Der Entwurf des neuen Finanzausgleichs sieht lediglich eine Mindestfinanzausstattung der Kommunen vor. Der vom Land im Gesetzentwurf garantierte Betrag liegt deutlich unter dem, der den Kommunen bisher garantiert war - und schon dieser wird vom Verfassungsgerichtshof als zu gering bemessen angesehen. Wie viel die Kommunen tatsächlich jährlich vom Land bekommen, wird in Zukunft sehr viel stärker von politischen Einflussgrößen und weniger von tatsächlichen Bedarfen bestimmt. Das ist weder im Sinne der Kommunen, noch kann es im Sinne des Verfassungsgerichtshofs sein. Der Mindestbedarf muss sich wesentlich stärker an den Realitäten in den Kommunen orientieren: eine stärkere Anrechnung von Investitionen, freiwilligen Leistungen und vor allem Ausgaben im Bereich der Jugend- und Sozialhilfe. Gerade die hohen und sich weiter dynamisch entwickelnden Kosten im Sozialbereich werden mit dem neuen System nur unzureichend abgebildet. Damit sind auch in Zukunft Schieflagen bei der kommunalen Finanzausstattung der Kommunen vorprogrammiert.
- Die Ermittlung des kommunalen Finanzbedarfs erfolgt auf transparenten Grundlagen und auch mit Blick auf die aktuellen Herausforderungen.
Die Landesregierung hat sich bei der Errechnung des kommunalen Mindestbedarfs redlich um Transparenz bemüht. Die neue Berechnung ist komplex und musste in relativ kurzer Zeit durchgeführt werden. So bleiben viele Fragen offen. Einige davon werden sich erst klären lassen, wenn das neue System in Kraft getreten ist und seine Wirkung in der Fläche entfaltet. Den Kommunen bzw. kommunalen Spitzenverbänden muss es möglich sein, kurzfristig auf weiteren Anpassungsbedarf hinzuweisen. Und es muss ebenso kurzfristig möglich sein, dass Änderungswünsche Eingang in das neue System des kommunalen Finanzausgleichs finden. Dies gilt insbesondere angesichts der aktuellen Herausforderungen - z.B. beim ÖPNV und der Kita-Finanzierung. Das sind Themen, die in ihrer Kostendynamik vom neuen System nur teilweise abgebildet werden. Auch muss die Entwicklung der Inflation angemessen im Rahmen der Bedarfsbemessung berücksichtigt werden.

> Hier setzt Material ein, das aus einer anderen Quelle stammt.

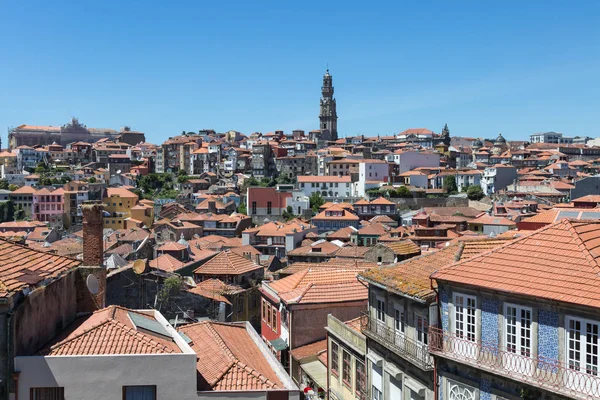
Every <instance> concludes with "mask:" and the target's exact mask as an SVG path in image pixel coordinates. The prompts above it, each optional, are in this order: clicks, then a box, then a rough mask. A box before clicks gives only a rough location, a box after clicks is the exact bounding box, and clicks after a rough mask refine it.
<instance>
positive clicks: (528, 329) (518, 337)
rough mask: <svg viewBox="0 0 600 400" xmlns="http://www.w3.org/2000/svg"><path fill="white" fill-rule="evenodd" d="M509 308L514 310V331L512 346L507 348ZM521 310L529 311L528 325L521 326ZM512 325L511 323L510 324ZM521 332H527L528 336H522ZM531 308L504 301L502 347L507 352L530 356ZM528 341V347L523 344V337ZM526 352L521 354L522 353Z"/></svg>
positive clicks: (524, 355)
mask: <svg viewBox="0 0 600 400" xmlns="http://www.w3.org/2000/svg"><path fill="white" fill-rule="evenodd" d="M509 308H512V309H514V310H515V311H516V314H515V325H514V328H515V332H514V337H515V338H514V342H515V343H514V346H513V349H512V350H510V349H509V338H508V336H509V322H510V321H509ZM523 312H528V313H529V327H528V328H527V327H525V328H524V327H523V325H522V323H523V318H522V317H523V315H522V314H523ZM510 326H511V327H512V324H511V325H510ZM523 332H529V337H524V336H523ZM533 336H534V335H533V309H532V308H531V307H524V306H521V305H518V304H513V303H504V348H505V349H506V351H507V352H509V353H514V354H518V355H521V356H526V357H531V356H532V353H533V346H532V344H533ZM524 338H525V339H526V340H527V341H528V342H529V347H527V346H523V339H524ZM524 352H525V353H526V354H523V353H524Z"/></svg>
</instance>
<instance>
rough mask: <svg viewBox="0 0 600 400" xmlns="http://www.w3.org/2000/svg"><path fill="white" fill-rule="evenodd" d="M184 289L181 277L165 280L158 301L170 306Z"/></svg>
mask: <svg viewBox="0 0 600 400" xmlns="http://www.w3.org/2000/svg"><path fill="white" fill-rule="evenodd" d="M182 287H183V279H181V276H179V275H173V276H170V277H168V278H167V279H165V281H164V282H163V286H162V288H161V289H160V291H159V292H158V300H159V301H160V303H161V306H162V305H165V306H168V305H170V303H171V300H172V299H173V297H175V296H177V295H178V294H179V292H180V291H181V288H182Z"/></svg>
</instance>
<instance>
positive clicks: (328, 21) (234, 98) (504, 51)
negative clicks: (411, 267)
mask: <svg viewBox="0 0 600 400" xmlns="http://www.w3.org/2000/svg"><path fill="white" fill-rule="evenodd" d="M598 21H600V1H595V0H594V1H583V0H581V1H575V2H568V1H533V0H530V1H514V2H513V1H502V2H488V1H466V0H465V1H458V2H451V1H439V2H438V1H429V2H423V1H390V2H364V1H360V2H358V1H357V2H353V1H329V2H323V1H318V2H317V1H303V2H289V1H273V2H267V1H260V2H249V1H243V2H237V1H228V2H204V1H190V2H187V3H185V2H166V1H157V2H153V1H127V2H126V1H123V2H121V1H101V2H91V1H73V2H64V1H59V0H58V1H52V2H48V1H39V2H36V1H25V0H24V1H10V2H8V1H7V2H3V5H2V7H1V12H0V60H1V61H0V129H1V131H0V134H1V135H2V137H3V138H6V127H8V126H16V125H20V124H23V123H27V124H35V125H61V124H63V123H66V122H67V121H68V120H69V119H70V117H71V116H76V117H78V118H79V119H80V121H81V122H83V123H85V124H87V125H88V126H90V127H108V128H118V127H121V126H123V125H130V126H132V127H133V128H134V129H137V130H142V131H144V132H146V135H147V139H148V140H150V141H154V142H162V141H164V140H165V139H166V138H167V137H168V136H172V135H175V134H177V133H179V132H181V131H182V130H186V131H197V130H198V129H202V128H213V129H215V130H217V131H226V130H230V129H235V130H238V131H241V132H244V133H250V132H253V131H260V132H269V131H273V130H276V129H283V130H286V131H290V130H292V129H295V128H298V129H305V130H311V129H316V128H317V127H318V119H317V115H318V111H319V110H318V105H319V96H320V86H321V79H322V74H323V73H324V70H325V68H326V66H327V65H329V68H330V71H331V73H332V75H333V79H334V85H335V94H336V98H337V102H338V115H339V126H338V130H339V132H340V134H341V135H342V136H344V135H348V136H350V135H355V134H361V133H364V134H366V135H371V136H372V135H377V134H378V133H379V134H382V135H384V134H391V133H394V132H399V131H402V130H404V129H406V128H410V127H426V128H429V129H432V130H434V131H437V132H439V131H440V130H441V128H442V126H443V124H444V123H446V122H447V123H448V125H449V127H450V131H451V133H452V135H461V136H483V137H491V136H496V135H497V133H498V132H502V133H503V134H504V135H505V136H506V137H508V138H510V139H520V138H523V139H524V138H527V137H528V135H529V134H530V133H533V132H538V131H547V130H556V131H561V132H564V133H565V134H569V135H588V136H593V137H596V136H600V128H599V125H600V121H599V118H598V117H599V116H600V96H599V94H600V24H599V22H598ZM4 144H6V142H4Z"/></svg>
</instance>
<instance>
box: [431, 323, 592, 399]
mask: <svg viewBox="0 0 600 400" xmlns="http://www.w3.org/2000/svg"><path fill="white" fill-rule="evenodd" d="M429 350H430V351H431V353H432V354H434V355H436V356H440V357H444V358H448V359H452V360H454V361H457V362H459V363H462V364H467V365H471V366H472V367H474V368H477V369H479V370H483V371H486V372H489V373H492V374H496V375H501V376H504V377H506V378H509V379H512V380H515V381H519V382H523V383H525V384H528V385H531V386H533V387H538V388H540V389H543V390H547V391H550V392H554V393H557V394H559V395H563V396H568V397H570V398H574V399H591V398H600V376H598V370H597V368H596V367H594V366H592V367H590V370H589V371H586V369H585V366H583V365H582V366H579V367H578V368H575V367H573V368H571V367H569V366H567V365H566V364H565V363H563V362H560V361H559V360H550V359H540V358H537V357H530V356H528V355H527V354H521V353H519V352H512V351H509V350H507V349H505V348H499V347H498V346H490V345H488V344H486V343H482V342H481V341H475V342H473V341H469V340H467V339H466V338H461V337H458V336H456V335H454V334H451V333H450V332H448V331H443V330H441V329H438V328H433V327H430V328H429ZM580 369H581V370H580ZM587 372H589V373H587Z"/></svg>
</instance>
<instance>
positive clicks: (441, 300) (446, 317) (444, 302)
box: [439, 288, 450, 331]
mask: <svg viewBox="0 0 600 400" xmlns="http://www.w3.org/2000/svg"><path fill="white" fill-rule="evenodd" d="M439 293H440V302H441V307H442V329H443V330H444V331H450V323H449V316H448V289H446V288H441V289H440V292H439Z"/></svg>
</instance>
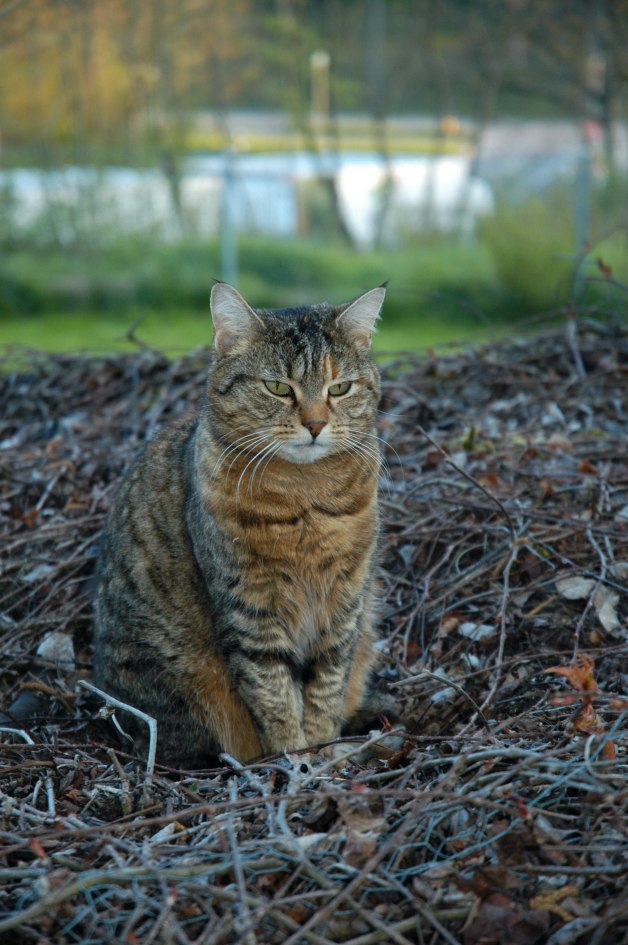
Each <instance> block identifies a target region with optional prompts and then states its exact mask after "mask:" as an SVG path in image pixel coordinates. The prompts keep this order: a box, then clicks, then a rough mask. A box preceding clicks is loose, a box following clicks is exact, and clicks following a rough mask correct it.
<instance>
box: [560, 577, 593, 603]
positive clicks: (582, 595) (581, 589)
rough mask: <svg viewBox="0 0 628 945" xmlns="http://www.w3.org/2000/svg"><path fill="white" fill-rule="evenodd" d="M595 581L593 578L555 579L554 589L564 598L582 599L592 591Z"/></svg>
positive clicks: (591, 591)
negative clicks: (555, 583)
mask: <svg viewBox="0 0 628 945" xmlns="http://www.w3.org/2000/svg"><path fill="white" fill-rule="evenodd" d="M596 583H597V582H596V581H594V580H593V578H583V577H568V578H560V579H559V580H557V581H556V589H557V590H558V593H559V594H560V596H561V597H564V598H566V600H582V598H584V597H588V596H589V595H590V594H591V592H592V591H593V589H594V587H595V585H596Z"/></svg>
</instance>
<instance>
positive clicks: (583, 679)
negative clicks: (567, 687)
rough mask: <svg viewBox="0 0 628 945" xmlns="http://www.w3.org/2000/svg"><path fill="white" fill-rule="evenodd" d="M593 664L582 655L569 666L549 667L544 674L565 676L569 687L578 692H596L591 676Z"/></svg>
mask: <svg viewBox="0 0 628 945" xmlns="http://www.w3.org/2000/svg"><path fill="white" fill-rule="evenodd" d="M594 666H595V663H594V662H593V660H592V659H591V658H590V657H589V656H586V655H584V654H580V655H579V656H578V657H577V658H576V660H575V661H574V662H573V663H572V664H571V666H550V667H549V669H546V670H545V672H546V673H556V675H557V676H565V678H566V679H567V680H568V681H569V685H570V686H571V687H572V688H573V689H577V690H578V692H596V690H597V683H596V681H595V676H594V675H593V669H594Z"/></svg>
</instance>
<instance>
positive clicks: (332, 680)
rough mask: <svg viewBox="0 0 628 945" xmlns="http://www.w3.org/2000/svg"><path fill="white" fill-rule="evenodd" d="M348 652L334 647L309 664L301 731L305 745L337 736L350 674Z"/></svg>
mask: <svg viewBox="0 0 628 945" xmlns="http://www.w3.org/2000/svg"><path fill="white" fill-rule="evenodd" d="M349 655H350V654H349V653H347V652H339V651H338V650H336V649H334V650H333V651H331V652H330V653H327V654H326V655H325V657H323V658H319V659H318V660H317V661H316V662H315V663H314V664H313V665H312V667H311V677H310V679H309V680H308V682H307V683H306V685H305V686H304V689H303V730H304V734H305V740H306V743H307V744H308V745H317V744H319V743H321V742H327V741H332V739H334V738H337V737H338V736H339V735H340V728H341V725H342V722H343V713H344V702H345V692H346V688H347V679H348V676H349V669H350V661H349Z"/></svg>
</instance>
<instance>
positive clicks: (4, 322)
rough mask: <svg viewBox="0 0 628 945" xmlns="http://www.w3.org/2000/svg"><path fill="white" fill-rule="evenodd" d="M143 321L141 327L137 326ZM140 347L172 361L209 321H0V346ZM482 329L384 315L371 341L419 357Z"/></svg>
mask: <svg viewBox="0 0 628 945" xmlns="http://www.w3.org/2000/svg"><path fill="white" fill-rule="evenodd" d="M140 320H141V321H140ZM133 325H135V334H136V337H137V338H138V339H139V341H141V342H143V343H144V344H146V345H149V346H150V347H154V348H158V349H159V350H162V351H165V352H166V353H168V354H172V355H176V354H181V353H183V352H185V351H190V350H191V349H193V348H197V347H199V346H201V345H205V344H208V343H209V342H210V340H211V319H210V315H209V308H208V309H207V311H206V312H200V311H196V310H191V309H183V310H175V309H173V310H172V311H163V310H160V311H158V312H151V311H150V310H144V311H143V312H142V311H133V312H129V313H127V314H122V313H116V314H108V315H105V314H103V313H100V312H99V313H93V312H76V313H72V314H69V315H68V314H64V313H54V312H51V313H46V314H42V315H21V316H12V317H6V316H5V317H4V318H2V319H1V320H0V346H2V347H4V346H6V345H12V344H19V345H26V346H27V347H33V348H42V349H45V350H48V351H80V350H87V349H88V350H90V351H99V350H100V351H107V352H113V351H125V350H133V349H134V348H136V345H135V344H134V343H133V341H130V340H129V339H128V338H127V335H128V333H129V331H130V330H131V328H132V326H133ZM486 335H487V331H486V328H485V327H484V326H481V325H473V324H461V322H460V321H458V320H455V321H448V320H445V319H443V320H439V319H437V318H433V319H427V320H426V319H425V318H423V317H421V318H420V320H419V319H417V320H416V321H414V322H413V321H410V320H407V321H405V322H403V323H399V322H398V321H396V322H393V323H392V324H390V323H389V324H386V320H385V315H384V319H383V321H382V322H381V323H380V327H379V330H378V332H377V334H376V336H375V340H374V350H375V351H380V352H393V351H407V350H409V351H417V350H421V349H424V348H427V347H430V346H432V345H437V344H439V343H443V342H452V341H457V340H468V339H478V340H480V339H481V338H482V337H486Z"/></svg>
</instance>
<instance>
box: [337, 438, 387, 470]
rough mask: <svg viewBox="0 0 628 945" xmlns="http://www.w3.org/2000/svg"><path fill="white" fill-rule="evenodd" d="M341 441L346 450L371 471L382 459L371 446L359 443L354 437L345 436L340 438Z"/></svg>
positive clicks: (379, 462) (359, 441)
mask: <svg viewBox="0 0 628 945" xmlns="http://www.w3.org/2000/svg"><path fill="white" fill-rule="evenodd" d="M341 443H342V445H343V446H344V448H345V449H346V450H347V452H349V453H352V454H353V455H354V456H355V457H356V459H358V460H360V461H361V462H364V463H365V464H366V465H367V468H369V469H370V470H371V471H372V470H373V469H375V470H377V469H378V468H379V465H380V463H381V459H382V457H381V455H380V453H379V451H377V452H375V451H374V450H373V449H372V448H370V447H368V446H366V445H365V444H364V443H361V442H360V440H359V439H358V438H356V437H347V436H345V437H343V438H342V440H341Z"/></svg>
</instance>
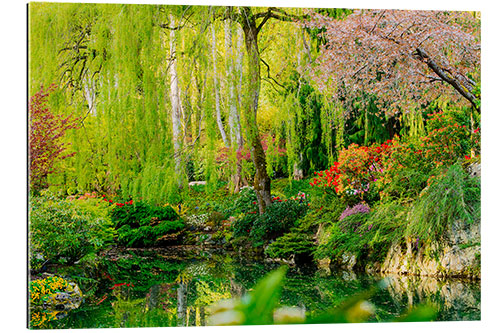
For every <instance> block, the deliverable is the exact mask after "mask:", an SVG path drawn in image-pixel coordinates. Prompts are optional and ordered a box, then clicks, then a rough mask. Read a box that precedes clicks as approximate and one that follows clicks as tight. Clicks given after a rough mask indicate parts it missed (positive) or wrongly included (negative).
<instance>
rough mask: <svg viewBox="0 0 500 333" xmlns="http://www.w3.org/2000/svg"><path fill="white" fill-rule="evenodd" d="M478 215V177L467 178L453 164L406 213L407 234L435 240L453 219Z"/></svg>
mask: <svg viewBox="0 0 500 333" xmlns="http://www.w3.org/2000/svg"><path fill="white" fill-rule="evenodd" d="M480 218H481V184H480V180H479V179H478V178H475V177H470V176H469V175H468V174H467V173H465V171H464V170H463V169H462V167H461V166H460V165H459V164H455V165H452V166H451V167H450V168H449V169H448V171H447V172H446V174H444V175H443V176H442V177H440V178H438V179H437V180H434V181H433V182H432V183H431V184H430V185H429V187H428V188H426V189H425V190H424V191H423V192H422V194H421V196H420V197H419V198H418V199H417V200H416V202H415V204H414V205H413V208H412V210H411V213H410V215H409V225H408V228H407V230H406V236H416V237H419V238H420V239H422V240H429V241H431V240H438V239H439V238H440V237H442V235H443V234H444V233H445V232H446V229H447V227H448V226H450V225H451V224H452V223H453V222H454V221H456V220H462V221H465V222H467V223H474V222H476V221H479V219H480Z"/></svg>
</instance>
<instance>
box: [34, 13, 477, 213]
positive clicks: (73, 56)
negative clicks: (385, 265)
mask: <svg viewBox="0 0 500 333" xmlns="http://www.w3.org/2000/svg"><path fill="white" fill-rule="evenodd" d="M326 12H327V13H330V12H328V11H326ZM306 13H307V11H306V10H304V9H299V8H295V9H287V10H286V11H285V10H283V9H280V8H272V7H271V8H250V7H196V6H165V5H118V4H71V3H66V4H64V3H34V4H30V7H29V16H30V18H29V46H30V61H29V71H30V77H29V79H30V81H29V89H30V94H33V92H35V91H38V90H39V89H40V87H41V86H46V87H47V86H49V85H50V84H52V83H56V84H57V85H58V88H57V89H56V90H55V91H54V92H53V94H52V95H51V96H50V99H49V104H50V107H51V109H52V110H55V111H56V112H57V113H60V114H64V115H69V114H72V115H75V116H79V117H80V118H81V129H80V130H79V131H74V132H72V133H71V135H69V136H68V138H67V140H68V141H69V142H71V143H72V145H71V149H72V150H73V151H74V152H76V153H77V154H76V155H75V156H74V157H73V158H71V159H68V160H64V161H62V162H60V165H58V170H59V172H58V173H54V174H52V175H51V176H50V178H49V182H50V183H51V185H52V187H53V188H54V189H58V190H60V191H62V192H65V193H66V192H68V191H69V193H73V192H84V191H92V190H96V191H101V192H106V193H110V194H116V195H120V196H122V197H133V198H134V199H139V200H140V199H142V200H146V201H149V202H152V203H160V202H165V201H169V202H172V203H174V202H179V201H181V200H182V199H183V195H184V194H185V193H186V191H185V189H186V188H187V182H188V181H190V180H206V181H207V186H206V189H207V191H209V192H210V191H213V190H214V189H215V188H216V184H217V183H218V182H219V181H225V182H228V183H230V186H229V188H230V189H231V191H234V192H237V191H238V189H239V187H240V186H241V185H243V184H244V177H243V175H244V174H245V172H246V173H247V176H249V177H253V178H254V179H253V185H254V188H255V190H256V192H257V193H258V198H259V199H258V202H259V211H260V212H263V211H264V210H265V208H266V206H267V205H269V204H270V202H271V199H270V179H271V177H272V176H277V175H279V176H286V175H288V176H289V177H290V178H292V177H295V178H297V179H300V178H303V177H306V176H308V175H309V174H310V173H311V171H314V170H318V169H324V168H326V167H327V166H328V164H329V163H333V161H335V158H336V154H337V152H338V150H340V149H342V148H343V147H346V146H347V145H348V144H349V143H351V142H356V143H359V144H370V143H371V142H380V141H382V140H385V139H387V138H390V137H391V136H392V135H393V134H394V133H396V132H398V131H399V128H398V126H402V128H403V133H405V135H409V136H420V135H421V134H422V133H423V131H424V129H425V128H424V126H425V117H424V118H422V114H421V112H420V110H415V112H412V111H410V112H409V113H404V114H403V115H402V116H401V119H397V120H395V118H394V117H393V118H387V117H385V118H384V117H380V116H379V110H378V108H377V107H376V106H375V105H376V103H375V102H376V101H374V100H373V99H371V97H370V96H359V95H358V96H356V95H354V94H353V93H352V92H350V91H346V94H345V95H346V96H348V98H345V99H342V98H339V97H338V95H339V94H334V93H333V92H332V91H325V90H321V89H320V87H319V86H318V85H317V84H316V83H315V82H314V80H313V77H312V74H310V72H311V71H310V70H311V68H313V67H314V64H315V62H316V59H317V57H318V56H319V54H320V52H321V48H320V45H321V44H322V43H324V42H325V41H324V38H323V37H324V36H323V37H322V33H323V32H324V31H322V30H321V29H316V28H315V29H310V28H305V27H304V26H303V22H304V20H305V19H307V16H306V15H305V14H306ZM346 13H348V11H343V10H333V11H331V15H334V16H335V17H340V18H342V17H343V15H345V14H346ZM276 32H279V34H277V33H276ZM322 38H323V39H322ZM334 95H335V96H336V98H333V96H334ZM348 115H349V117H348ZM394 126H396V128H394ZM472 127H474V126H473V125H471V128H472ZM248 150H250V151H251V159H252V161H251V162H248V163H247V161H244V160H243V159H242V158H241V155H243V154H245V152H246V151H248ZM221 151H222V152H224V153H225V154H226V157H227V160H226V161H224V163H221V161H220V156H221V155H222V154H221ZM250 164H251V166H250V167H248V165H250Z"/></svg>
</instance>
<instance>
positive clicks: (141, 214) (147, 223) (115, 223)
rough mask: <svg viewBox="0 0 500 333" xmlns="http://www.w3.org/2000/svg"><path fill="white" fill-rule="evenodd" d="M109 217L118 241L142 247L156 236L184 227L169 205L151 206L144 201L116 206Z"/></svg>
mask: <svg viewBox="0 0 500 333" xmlns="http://www.w3.org/2000/svg"><path fill="white" fill-rule="evenodd" d="M111 218H112V220H113V222H114V223H115V226H116V228H117V230H118V243H120V244H122V245H125V246H133V247H143V246H151V245H153V244H155V242H156V241H157V240H158V238H160V237H162V236H165V235H168V234H172V233H175V232H177V231H179V230H181V229H182V228H184V223H183V222H182V220H180V219H179V215H178V214H177V213H176V212H175V210H174V209H173V208H172V207H171V206H163V207H159V206H153V205H150V204H147V203H144V202H137V203H134V204H131V205H124V206H116V207H115V208H114V209H113V212H112V214H111Z"/></svg>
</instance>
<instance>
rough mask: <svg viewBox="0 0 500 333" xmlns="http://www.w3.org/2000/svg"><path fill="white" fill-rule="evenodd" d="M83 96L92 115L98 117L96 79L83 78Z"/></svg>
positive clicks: (90, 114) (86, 77)
mask: <svg viewBox="0 0 500 333" xmlns="http://www.w3.org/2000/svg"><path fill="white" fill-rule="evenodd" d="M83 95H84V97H85V100H86V101H87V105H88V110H89V111H88V112H89V114H90V115H92V116H95V115H96V87H95V79H93V78H89V77H88V76H86V77H84V78H83Z"/></svg>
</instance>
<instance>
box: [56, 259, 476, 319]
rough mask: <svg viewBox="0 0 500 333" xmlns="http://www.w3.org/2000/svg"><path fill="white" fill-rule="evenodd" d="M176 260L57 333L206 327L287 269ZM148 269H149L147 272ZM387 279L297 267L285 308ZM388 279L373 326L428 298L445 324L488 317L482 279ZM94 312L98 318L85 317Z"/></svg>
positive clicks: (265, 264)
mask: <svg viewBox="0 0 500 333" xmlns="http://www.w3.org/2000/svg"><path fill="white" fill-rule="evenodd" d="M138 262H139V261H138ZM173 263H174V262H173V261H169V262H168V265H167V263H166V262H165V260H164V259H162V262H161V263H158V264H156V263H155V261H154V260H152V259H151V258H150V261H148V267H153V266H154V267H156V266H155V265H157V266H158V267H162V268H163V269H156V270H155V269H151V271H152V272H155V273H154V275H153V277H148V278H147V279H145V276H144V272H141V273H140V274H139V273H137V274H136V276H137V277H141V279H144V280H141V279H139V278H137V280H135V281H134V285H135V287H131V286H126V285H124V286H121V287H119V288H116V289H114V290H113V292H112V295H111V296H113V297H111V299H112V301H111V302H104V303H102V304H101V305H99V306H95V305H94V306H90V305H85V304H84V305H83V306H82V307H81V309H79V311H75V312H74V313H70V315H69V316H68V318H65V323H61V324H60V326H59V327H57V328H70V327H71V328H92V327H155V326H156V327H158V326H205V325H207V324H208V323H209V321H208V316H209V313H208V309H209V306H210V305H211V304H213V303H215V302H218V301H220V300H223V299H229V298H234V297H242V296H243V295H244V294H246V293H247V292H248V291H250V290H251V288H252V287H253V286H255V284H256V282H257V281H258V280H260V278H261V277H262V276H264V275H265V274H266V273H267V272H269V271H271V270H273V269H275V268H277V267H278V266H279V265H277V264H275V263H262V262H245V261H238V260H233V259H231V258H230V257H228V256H221V257H216V258H214V257H212V258H210V259H207V260H192V261H189V260H182V261H177V264H175V265H174V264H173ZM122 266H125V267H128V266H126V265H122ZM122 266H120V265H118V267H122ZM167 266H168V267H169V269H168V270H167V269H166V267H167ZM121 269H123V268H121ZM142 269H144V267H142V266H141V267H139V270H142ZM120 274H123V275H120ZM115 275H116V276H117V278H116V279H117V280H118V277H120V276H121V278H122V279H132V278H133V277H134V274H130V272H122V271H120V270H117V271H116V273H115ZM382 278H384V277H378V276H369V275H366V274H360V273H354V272H351V271H337V272H335V271H333V272H326V273H325V272H324V271H320V270H317V269H316V268H315V267H301V268H290V269H289V271H288V273H287V276H286V278H285V282H284V286H283V292H282V297H281V301H280V303H281V304H280V306H293V307H298V308H301V309H303V310H304V311H305V312H306V314H307V315H316V314H319V313H322V312H324V311H325V310H327V309H329V308H331V307H333V306H336V305H338V304H340V303H341V302H342V301H343V300H345V299H346V298H348V297H349V296H352V295H353V294H355V293H357V292H360V291H362V290H366V289H367V288H369V287H370V286H372V285H373V284H375V283H377V282H378V281H380V280H381V279H382ZM385 281H386V283H387V288H385V289H384V290H381V291H379V292H377V293H376V294H375V295H374V296H373V297H372V298H371V299H370V301H371V302H372V303H373V304H374V305H375V307H376V313H375V316H373V317H372V318H371V319H370V321H373V322H376V321H382V322H383V321H390V320H392V319H393V318H394V317H395V316H398V315H401V314H402V313H404V312H405V311H406V310H407V309H409V308H411V307H412V306H415V305H418V304H420V303H423V302H427V301H432V302H434V303H435V304H437V305H438V308H439V315H438V320H446V321H448V320H480V284H479V283H478V282H471V281H462V280H449V279H448V280H438V279H434V278H421V277H411V276H395V275H393V276H386V277H385ZM86 311H87V312H90V313H93V314H91V315H88V314H87V315H85V312H86ZM82 318H86V319H85V320H84V319H82Z"/></svg>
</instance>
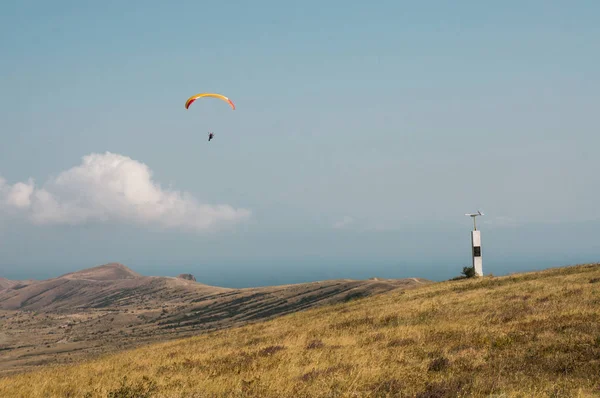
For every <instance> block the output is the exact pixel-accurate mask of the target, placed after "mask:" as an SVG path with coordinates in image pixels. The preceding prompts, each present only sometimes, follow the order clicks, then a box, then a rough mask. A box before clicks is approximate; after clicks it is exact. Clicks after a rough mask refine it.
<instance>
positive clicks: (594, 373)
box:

- Die bedarfsgerechten Zuweisungen des Landes geben den Kommunen genug Finanzkraft für gleichwertige Lebensverhältnisse in ganz Rheinland-Pfalz. Kommunale Steuern und Abgaben sowie weitere fachbezogene Zuweisungen und Förderprogramme des Landes bauen darauf auf und sind zusätzlich.
Viele Kommunen werden auch weiterhin keinen ausgeglichenen Haushalt vorlegen können, bzw. können das mittelfristig nicht mehr. Dies betrifft insbesondere die Kommunen in strukturschwachen Regionen wie z. B. der Südwestpfalz, Kusel oder Kaiserslautern, aber auch in anderen Regionen des Landes. Um für gleichwertige Lebensverhältnisse zu sorgen, brauchen auch diese Kommunen eine finanzielle Perspektive, ohne die eigenen Bürger über Gebühr zu beanspruchen. Diesen Kommunen muss deshalb - wie vom Verfassungsgerichtshof und vom Landesrechnungshof empfohlen - zusätzlich zum vorliegenden kommunalen Finanzausgleich ein besonderer Härteausgleich gewährt werden.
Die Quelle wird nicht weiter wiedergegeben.